The Constitution which emerged from Philadelphia was a "bundle of compromises." First, it offered a compromise on the sticky question of representation. The more populous states supported the Virginia Plan that representation in the legislature be based on population. The less populous supported the New Jersey Plan, calling for each state have equal representation. This issue, the most serious one dividing the delegates, was settled by the adoption of the Connecticut Compromise which spelled out a legislature built of two houses: 1) a House of Representatives, where representation was to be based on population, and 2) a Senate, where each state was to have equal representation. Second, the Constitution offered a comfortable compromise on the issue of slavery.

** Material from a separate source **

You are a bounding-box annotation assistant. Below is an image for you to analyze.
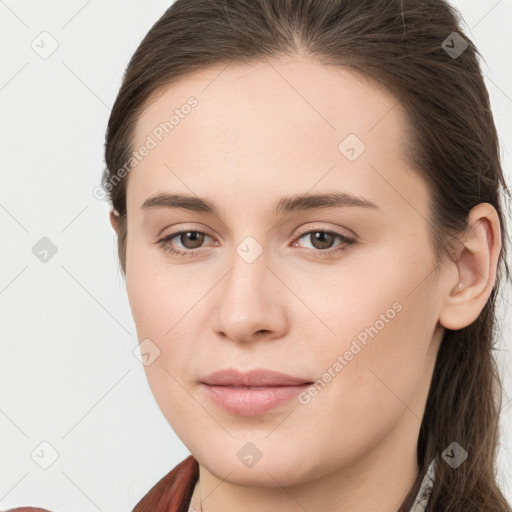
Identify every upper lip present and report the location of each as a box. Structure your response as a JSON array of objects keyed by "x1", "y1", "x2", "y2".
[{"x1": 200, "y1": 368, "x2": 311, "y2": 386}]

The Southern states proposed that 1) slaves be counted as part of the population for purposes of representation, this increasing Southern influence in the House, and 2) slaves not be counted as part of the population for purposes of taxation, thus decreasing the Southern tax burden. The Northern states, in which slavery existed but was fast dying out, supported the opposite positions. The issue was settled by the three-fifths compromise: Five slaves were to be counted as three free persons for purposes of both representation and direct taxation. By another compromise on slavery, Congress was forbidden for 20 years (until 1808) to interfere with the importation of slaves into the country. Third, the Constitution offered a compromise on tariffs. The South, being highly agricultural, feared that a central government might pass a tariff on their exports of indigo, rice, and tobacco. The North, being highly commercial, wanted a central government to establish uniform regulations on commerce with foreign nations. The issue was settled by granting Congress the power to control foreign commerce and levy tariffs on imports but not on exports.

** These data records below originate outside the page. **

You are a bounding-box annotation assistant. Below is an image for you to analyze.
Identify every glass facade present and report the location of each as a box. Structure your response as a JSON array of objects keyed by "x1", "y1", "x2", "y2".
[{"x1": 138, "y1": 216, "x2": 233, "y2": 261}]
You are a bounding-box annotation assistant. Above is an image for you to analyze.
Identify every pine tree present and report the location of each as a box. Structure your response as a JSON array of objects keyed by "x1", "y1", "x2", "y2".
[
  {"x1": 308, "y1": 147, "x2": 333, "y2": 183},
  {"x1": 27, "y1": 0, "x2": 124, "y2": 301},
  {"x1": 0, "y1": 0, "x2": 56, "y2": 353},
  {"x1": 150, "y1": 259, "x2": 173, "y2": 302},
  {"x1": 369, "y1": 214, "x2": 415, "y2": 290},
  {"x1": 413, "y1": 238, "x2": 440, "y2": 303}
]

Even with these compromises, many felt that the Convention had overstepped its bounds and that the resulting document threatened the power of both the states and the people.
The Antifederalists, opponents of the Constitution, consisted of farmers and city workers who argued that the Constitution was a tool of propertied interest, which left the people unprotected against federal encroachment upon their civil liberties.
The Federalists, who supported the Constitution, consisted of men with business and property interests. They argued that the new government would provide stability, maintain law and order, further economic prosperity, and command respect abroad.
The Federalists ultimately prevailed. First, the Federalists were better organized and financed. Alexander Hamilton, James Madison, and John Jay, writing under pseudonym, produced The Federalist, which helped to drive home the arguments in favor of a stronger central government. Second, the Antifederalists were in a position of having to support the Articles of Confederation, which were totally inadequate to meet the needs of the expanding country. Third, state property qualifications for voting in the ratifying conventions meant that business interests (allied with the Federalists) would be more likely to qualify to vote than the urban workers and poorer farmers (allied with Antifederalists). Fourth, the Federalists enjoyed the support of two highly respected men: Benjamin Franklin and George Washington.